For the modern reader, buggery means anal sex, but the Tudors interpreted buggery as any form of sexual deviation, including incest, bestiality and even witchcraft. This product of the peculiar Tudor mentality consisted of lingering medieval superstitions and ill-informed beliefs, including the idea that stillborn or deformed children were evidence of copulation with the devil. Bestiality was included because it was believed that buggery was not merely a sexual preference but associated with witchcraft and devil worship, the buggers in question copulating with the Prince of Darkness himself in animal form.
So, for the Tudors, buggery became a blanket term for sex crimes.

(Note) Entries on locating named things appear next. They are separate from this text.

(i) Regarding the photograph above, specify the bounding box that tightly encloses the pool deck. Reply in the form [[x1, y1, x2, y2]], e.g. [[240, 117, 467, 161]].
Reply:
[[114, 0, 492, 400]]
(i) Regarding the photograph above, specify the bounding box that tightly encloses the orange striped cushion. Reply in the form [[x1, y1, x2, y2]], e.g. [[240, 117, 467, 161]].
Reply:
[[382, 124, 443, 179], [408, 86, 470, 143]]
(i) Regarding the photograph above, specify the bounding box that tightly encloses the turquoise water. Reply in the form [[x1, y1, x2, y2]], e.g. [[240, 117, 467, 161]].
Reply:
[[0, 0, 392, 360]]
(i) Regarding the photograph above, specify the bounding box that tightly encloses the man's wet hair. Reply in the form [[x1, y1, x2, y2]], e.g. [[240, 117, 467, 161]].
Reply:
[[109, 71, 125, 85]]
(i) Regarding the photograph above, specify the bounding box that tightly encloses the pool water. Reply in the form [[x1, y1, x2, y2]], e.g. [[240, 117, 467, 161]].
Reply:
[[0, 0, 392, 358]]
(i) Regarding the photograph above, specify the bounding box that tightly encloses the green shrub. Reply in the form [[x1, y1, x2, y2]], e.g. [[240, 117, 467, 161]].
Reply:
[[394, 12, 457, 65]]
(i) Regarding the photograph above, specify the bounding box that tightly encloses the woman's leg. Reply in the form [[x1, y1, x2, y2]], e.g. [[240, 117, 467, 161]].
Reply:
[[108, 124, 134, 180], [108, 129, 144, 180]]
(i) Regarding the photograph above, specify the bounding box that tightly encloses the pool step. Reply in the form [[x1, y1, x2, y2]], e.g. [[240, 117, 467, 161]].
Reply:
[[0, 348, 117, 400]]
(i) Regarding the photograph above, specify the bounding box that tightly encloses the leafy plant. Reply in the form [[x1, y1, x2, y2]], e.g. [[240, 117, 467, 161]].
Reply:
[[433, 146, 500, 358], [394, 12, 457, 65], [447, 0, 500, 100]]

The Buggery Act even contains one fascinating and bizarre reference to a noblewoman who, it was claimed, committed bestiality with a ‘Barbary ape’ and gave birth to a mutant offspring. Her crime was, it appears, too early for her to be prosecuted under the statute. Buggery was held to be such a vile crime that it actually constituted a form of treason. Committing buggery was a crimen laesae Majestatis, or a crime against the king, for which the only fitting punishment would be death followed by burial without religious rites. The Buggery Act was not a means of persecuting homosexual men. Instead, it represented a convenient method for disposing of anyone who represented a threat to the king, and its most famous victim died at the Tower of London on 19 May 1536. Executed as a heretic and a witch, she was Anne Boleyn, one of London’s greatest grandes horizontales and the most tragic.
Anne had been the star of the court during her affair with Henry. The original ‘It girl’, right down to the initial necklace (a golden ‘B’ for Boleyn surrounded by pearls), Anne was celebrated for her vivacity, intelligence, political acumen and dark good looks. Anne had married Henry VIII secretly in January 1533, following his divorce from Catherine of Aragon, but the marriage was not officially announced until June. The populace took against Anne, and soon allegations circulated that she was a witch with six fingers. Anne gave birth to one healthy child, the future Queen Elizabeth I, but then came two miscarriages; rumours flew around that the second foetus was hideously deformed.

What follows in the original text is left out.